L’écriture de Charlotte Erlih véhicule de la plus belle manière ce chatoiement de sentiments contradictoires et de menaces souterraines, cette difficulté d’être ici, à Kaboul, ou d’être là, à Saint-Malo ou à Paris.
Pour finalement rester auprès de son mari et de sa belle-famille et tenter d’accomplir ce qui est la mission d’une femme hors du commun.
Quelques réserves
Si peu pour justifier une nécessaire critique vis-à-vis de ce texte.
Tout au plus, le portrait de Naïm aurait pu être amplifié mais la concision choisie par l’écrivaine est à l’image de ce mari relativement inconsistant, sans doute volage et par trop obéissant au régime en place, toujours en retrait de sa femme…
Encore un mot...
Elisabeth Bellet est une pionnière dans la lignée de Karen Blixen au Kenya, d’Alexandra David- Néel au Tibet ou de Gertrude Bell au Moyen-Orient, évoquée dans le récent Mesopotamia d’Olivier Guez.
Courage et détermination, charme et enthousiasme inébranlable, volonté affichée de jouer sa partition dans un monde hostile, et se nourrissant d’un altruisme chevillé au corps, voilà les substantifs, et il en manque, pour rendre justice à cette Dame.
C’est une combattante avant l’heure pour un féminisme noble, juste et plein d’humanité mais qui va se heurter au ciment d’une société pétrie de rites ancestraux et de directives religieuses.
D’aucunes pourraient s’en inspirer aujourd’hui !
Ce livre propose une lecture agréable et enrichissante, à glisser sans hésitation entre maillot et serviette en ces temps pré-estivaux, sur une plage de Saint- Malo et d’ailleurs, et cette perspective n’est nullement réductrice mais ô combien réjouissante !
Une phrase
« Ce que j’ignore encore à cet instant, (…), c’est que cet inconnu le restera.

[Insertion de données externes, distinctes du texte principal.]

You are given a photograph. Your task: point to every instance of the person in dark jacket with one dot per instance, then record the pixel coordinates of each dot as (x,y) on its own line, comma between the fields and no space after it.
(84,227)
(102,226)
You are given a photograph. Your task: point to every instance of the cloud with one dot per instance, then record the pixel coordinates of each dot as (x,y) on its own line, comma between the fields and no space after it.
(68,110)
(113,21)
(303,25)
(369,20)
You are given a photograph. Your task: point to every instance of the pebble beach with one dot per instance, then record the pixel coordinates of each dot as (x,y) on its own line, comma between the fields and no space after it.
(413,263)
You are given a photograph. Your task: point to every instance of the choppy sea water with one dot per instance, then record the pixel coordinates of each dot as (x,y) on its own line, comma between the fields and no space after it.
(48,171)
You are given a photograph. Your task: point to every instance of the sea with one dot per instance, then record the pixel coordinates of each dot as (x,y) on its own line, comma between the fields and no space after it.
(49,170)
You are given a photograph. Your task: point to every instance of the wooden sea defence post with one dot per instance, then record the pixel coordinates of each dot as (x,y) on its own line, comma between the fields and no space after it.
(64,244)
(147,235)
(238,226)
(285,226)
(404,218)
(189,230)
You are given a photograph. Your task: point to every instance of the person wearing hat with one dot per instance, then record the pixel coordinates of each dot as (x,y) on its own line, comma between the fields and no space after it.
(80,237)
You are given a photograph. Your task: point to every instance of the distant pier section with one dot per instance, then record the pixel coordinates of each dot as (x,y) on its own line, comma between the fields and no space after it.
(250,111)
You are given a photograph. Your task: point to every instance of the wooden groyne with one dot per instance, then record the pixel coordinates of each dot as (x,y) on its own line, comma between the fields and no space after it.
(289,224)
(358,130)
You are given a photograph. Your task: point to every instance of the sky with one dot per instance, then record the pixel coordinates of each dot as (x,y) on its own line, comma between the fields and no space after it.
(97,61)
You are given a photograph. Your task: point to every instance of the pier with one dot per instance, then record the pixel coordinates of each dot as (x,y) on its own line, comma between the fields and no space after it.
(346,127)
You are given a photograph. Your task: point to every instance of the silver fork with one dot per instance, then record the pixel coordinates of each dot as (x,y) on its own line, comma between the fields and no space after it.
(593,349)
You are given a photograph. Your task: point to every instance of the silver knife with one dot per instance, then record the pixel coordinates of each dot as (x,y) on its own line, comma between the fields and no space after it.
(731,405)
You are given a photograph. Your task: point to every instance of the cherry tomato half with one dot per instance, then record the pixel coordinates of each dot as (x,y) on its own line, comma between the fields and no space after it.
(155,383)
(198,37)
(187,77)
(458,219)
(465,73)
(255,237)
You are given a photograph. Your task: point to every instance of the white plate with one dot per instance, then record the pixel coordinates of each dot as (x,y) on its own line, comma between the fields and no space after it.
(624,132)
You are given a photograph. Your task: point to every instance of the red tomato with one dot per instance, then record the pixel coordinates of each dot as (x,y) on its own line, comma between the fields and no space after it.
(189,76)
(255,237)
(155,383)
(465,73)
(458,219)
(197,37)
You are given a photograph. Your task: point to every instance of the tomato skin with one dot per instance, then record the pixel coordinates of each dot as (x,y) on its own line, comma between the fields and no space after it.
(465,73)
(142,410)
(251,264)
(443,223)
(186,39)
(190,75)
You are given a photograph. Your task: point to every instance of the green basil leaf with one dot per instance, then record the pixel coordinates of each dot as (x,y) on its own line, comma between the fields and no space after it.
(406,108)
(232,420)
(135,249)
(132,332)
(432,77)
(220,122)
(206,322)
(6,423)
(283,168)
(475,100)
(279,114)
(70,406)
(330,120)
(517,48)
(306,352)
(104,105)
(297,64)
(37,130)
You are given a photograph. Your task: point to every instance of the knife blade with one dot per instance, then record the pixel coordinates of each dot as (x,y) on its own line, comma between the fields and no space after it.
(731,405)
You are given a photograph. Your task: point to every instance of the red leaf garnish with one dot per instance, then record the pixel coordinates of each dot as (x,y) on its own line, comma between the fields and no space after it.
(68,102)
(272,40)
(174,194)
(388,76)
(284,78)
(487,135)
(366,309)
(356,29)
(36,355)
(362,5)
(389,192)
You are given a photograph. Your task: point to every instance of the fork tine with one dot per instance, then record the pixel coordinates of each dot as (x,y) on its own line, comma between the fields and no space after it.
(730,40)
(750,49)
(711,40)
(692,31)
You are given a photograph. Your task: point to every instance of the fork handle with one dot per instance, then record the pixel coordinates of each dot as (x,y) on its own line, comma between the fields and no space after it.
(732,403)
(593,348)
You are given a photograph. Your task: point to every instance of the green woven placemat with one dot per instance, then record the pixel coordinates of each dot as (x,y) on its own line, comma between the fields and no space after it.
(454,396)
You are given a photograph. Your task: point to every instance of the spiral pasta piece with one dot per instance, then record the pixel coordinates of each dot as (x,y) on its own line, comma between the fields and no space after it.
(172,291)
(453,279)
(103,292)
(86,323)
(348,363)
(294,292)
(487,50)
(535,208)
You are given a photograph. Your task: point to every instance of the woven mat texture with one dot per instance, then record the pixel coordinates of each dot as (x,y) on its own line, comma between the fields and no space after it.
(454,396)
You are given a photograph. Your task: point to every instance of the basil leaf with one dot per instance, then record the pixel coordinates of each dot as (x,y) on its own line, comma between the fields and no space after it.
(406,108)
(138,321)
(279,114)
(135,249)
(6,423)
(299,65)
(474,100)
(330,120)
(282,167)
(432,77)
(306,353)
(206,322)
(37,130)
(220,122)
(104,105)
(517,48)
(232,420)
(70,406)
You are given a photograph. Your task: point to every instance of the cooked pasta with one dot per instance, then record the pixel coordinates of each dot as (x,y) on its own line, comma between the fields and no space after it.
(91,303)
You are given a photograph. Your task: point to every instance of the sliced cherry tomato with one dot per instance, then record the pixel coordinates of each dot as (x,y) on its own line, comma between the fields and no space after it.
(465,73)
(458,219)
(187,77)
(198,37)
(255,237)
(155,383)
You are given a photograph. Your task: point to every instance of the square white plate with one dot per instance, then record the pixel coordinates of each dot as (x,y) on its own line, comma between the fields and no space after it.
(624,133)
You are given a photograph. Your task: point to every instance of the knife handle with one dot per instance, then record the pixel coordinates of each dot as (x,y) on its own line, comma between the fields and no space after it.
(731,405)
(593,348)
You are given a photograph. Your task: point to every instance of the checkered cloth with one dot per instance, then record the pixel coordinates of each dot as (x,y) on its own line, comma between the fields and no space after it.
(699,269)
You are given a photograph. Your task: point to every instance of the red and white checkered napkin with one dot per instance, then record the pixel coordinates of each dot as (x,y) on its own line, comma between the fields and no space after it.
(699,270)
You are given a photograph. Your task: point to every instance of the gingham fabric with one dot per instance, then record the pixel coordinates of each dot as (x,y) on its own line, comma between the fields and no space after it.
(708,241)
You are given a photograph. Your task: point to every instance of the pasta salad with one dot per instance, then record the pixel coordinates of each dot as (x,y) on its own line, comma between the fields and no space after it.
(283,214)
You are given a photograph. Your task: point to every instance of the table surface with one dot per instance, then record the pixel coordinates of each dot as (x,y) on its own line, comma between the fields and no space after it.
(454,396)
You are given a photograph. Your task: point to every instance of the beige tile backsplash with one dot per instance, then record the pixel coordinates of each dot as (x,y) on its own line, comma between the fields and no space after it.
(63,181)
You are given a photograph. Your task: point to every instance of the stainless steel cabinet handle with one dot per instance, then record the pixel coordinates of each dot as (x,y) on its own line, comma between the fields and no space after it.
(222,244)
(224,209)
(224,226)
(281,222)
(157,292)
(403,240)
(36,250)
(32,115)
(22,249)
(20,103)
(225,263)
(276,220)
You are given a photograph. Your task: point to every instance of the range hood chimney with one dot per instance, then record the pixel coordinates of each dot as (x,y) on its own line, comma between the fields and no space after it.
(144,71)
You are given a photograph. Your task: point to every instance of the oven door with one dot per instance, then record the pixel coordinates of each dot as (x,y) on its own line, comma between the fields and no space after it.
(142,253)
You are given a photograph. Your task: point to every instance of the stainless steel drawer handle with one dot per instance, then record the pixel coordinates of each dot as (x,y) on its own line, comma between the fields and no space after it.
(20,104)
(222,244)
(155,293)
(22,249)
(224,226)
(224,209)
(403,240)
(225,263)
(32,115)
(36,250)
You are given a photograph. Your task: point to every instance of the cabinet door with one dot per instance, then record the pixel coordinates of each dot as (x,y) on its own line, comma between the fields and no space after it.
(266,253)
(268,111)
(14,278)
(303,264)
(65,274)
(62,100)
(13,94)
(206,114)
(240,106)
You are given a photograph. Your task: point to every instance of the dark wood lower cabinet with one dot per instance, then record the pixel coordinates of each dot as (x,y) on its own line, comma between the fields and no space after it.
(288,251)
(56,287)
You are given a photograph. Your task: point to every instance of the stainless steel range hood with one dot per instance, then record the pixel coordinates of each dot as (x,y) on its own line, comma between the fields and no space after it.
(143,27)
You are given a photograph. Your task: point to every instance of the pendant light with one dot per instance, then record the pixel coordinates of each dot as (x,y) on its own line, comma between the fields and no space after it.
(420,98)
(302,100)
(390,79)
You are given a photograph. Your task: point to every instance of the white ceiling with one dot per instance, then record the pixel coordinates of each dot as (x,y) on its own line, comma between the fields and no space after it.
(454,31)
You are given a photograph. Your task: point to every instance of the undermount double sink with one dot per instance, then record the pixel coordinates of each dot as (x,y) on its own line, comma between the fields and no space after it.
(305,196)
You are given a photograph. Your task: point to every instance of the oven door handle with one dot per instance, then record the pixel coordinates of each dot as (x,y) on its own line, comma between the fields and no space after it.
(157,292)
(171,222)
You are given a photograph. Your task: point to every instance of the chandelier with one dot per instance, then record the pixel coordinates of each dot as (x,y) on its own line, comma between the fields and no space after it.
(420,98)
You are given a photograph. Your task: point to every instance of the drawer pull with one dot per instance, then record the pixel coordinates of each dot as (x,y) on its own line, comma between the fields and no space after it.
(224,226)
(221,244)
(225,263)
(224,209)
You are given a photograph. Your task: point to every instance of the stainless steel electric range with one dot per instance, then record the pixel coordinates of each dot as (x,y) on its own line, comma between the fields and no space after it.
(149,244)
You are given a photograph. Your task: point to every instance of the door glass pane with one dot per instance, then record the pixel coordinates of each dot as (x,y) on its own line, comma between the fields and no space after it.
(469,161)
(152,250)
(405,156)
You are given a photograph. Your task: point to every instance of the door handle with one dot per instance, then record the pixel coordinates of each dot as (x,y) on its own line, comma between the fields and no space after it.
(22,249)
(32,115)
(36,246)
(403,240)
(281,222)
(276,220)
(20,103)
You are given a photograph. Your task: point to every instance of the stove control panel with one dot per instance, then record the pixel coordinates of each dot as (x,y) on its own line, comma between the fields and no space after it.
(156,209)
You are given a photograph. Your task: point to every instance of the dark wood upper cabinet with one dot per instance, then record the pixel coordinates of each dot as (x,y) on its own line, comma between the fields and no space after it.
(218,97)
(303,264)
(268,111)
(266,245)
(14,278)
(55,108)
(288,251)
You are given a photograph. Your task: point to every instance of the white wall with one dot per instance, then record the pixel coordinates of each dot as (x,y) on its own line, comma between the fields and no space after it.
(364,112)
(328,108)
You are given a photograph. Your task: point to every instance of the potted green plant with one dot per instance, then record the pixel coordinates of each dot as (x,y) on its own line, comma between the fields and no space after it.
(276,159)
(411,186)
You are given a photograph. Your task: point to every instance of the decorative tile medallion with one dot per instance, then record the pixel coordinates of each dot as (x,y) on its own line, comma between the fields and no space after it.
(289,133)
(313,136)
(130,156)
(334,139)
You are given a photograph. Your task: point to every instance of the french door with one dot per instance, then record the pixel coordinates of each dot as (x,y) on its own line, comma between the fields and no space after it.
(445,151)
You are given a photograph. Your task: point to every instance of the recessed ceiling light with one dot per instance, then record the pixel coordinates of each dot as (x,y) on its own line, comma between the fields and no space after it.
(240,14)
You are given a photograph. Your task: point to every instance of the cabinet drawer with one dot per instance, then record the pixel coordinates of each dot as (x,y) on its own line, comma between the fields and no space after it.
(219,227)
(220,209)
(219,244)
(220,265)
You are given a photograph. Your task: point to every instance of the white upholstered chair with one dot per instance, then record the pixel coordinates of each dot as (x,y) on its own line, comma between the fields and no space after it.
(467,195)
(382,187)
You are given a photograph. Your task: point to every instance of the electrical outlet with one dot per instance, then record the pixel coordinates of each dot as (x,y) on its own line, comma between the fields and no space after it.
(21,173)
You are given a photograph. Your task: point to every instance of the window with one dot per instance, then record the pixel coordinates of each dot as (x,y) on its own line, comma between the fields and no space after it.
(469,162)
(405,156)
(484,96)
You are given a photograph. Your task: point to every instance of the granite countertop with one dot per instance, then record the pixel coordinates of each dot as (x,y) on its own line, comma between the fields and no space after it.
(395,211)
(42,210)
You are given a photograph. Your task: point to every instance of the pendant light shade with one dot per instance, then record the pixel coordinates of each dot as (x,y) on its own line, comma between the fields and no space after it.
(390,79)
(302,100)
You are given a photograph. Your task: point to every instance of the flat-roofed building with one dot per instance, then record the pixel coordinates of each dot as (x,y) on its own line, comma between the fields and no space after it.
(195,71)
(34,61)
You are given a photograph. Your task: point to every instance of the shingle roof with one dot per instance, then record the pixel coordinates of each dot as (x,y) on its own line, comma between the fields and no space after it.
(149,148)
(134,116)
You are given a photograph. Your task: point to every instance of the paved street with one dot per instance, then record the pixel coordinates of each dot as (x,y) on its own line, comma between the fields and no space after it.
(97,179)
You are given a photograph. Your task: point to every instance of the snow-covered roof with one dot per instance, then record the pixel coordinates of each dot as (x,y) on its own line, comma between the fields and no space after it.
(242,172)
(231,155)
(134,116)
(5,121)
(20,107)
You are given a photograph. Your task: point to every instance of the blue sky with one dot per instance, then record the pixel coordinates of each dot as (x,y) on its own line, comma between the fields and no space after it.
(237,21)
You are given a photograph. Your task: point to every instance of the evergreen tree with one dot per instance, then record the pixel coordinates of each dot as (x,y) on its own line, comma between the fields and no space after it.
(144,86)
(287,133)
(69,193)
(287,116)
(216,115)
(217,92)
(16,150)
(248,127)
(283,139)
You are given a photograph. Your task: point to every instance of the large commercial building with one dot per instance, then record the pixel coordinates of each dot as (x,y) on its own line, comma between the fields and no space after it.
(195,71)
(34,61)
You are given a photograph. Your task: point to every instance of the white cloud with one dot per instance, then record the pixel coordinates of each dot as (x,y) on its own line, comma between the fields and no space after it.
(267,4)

Après une vie entière passée là-bas, l’Afghanistan me semblera toujours un horizon insaisissable. » Page 122
L'auteur
Charlotte Erlih est née en 1978.
Normalienne, agrégée de lettres modernes, elle est l’auteure de nombreux livres de littérature jeunesse et a été récompensée à plusieurs reprises, notamment pour Basha Posh publié chez Acte Sud Junior en 2013.
Elle est également réalisatrice et a travaillé aux côtés de cinéastes et d’illustrateurs pour diverses œuvres.
Embrasser Kaboul est son deuxième roman de littérature générale après Funambules édité chez Grasset en 2018.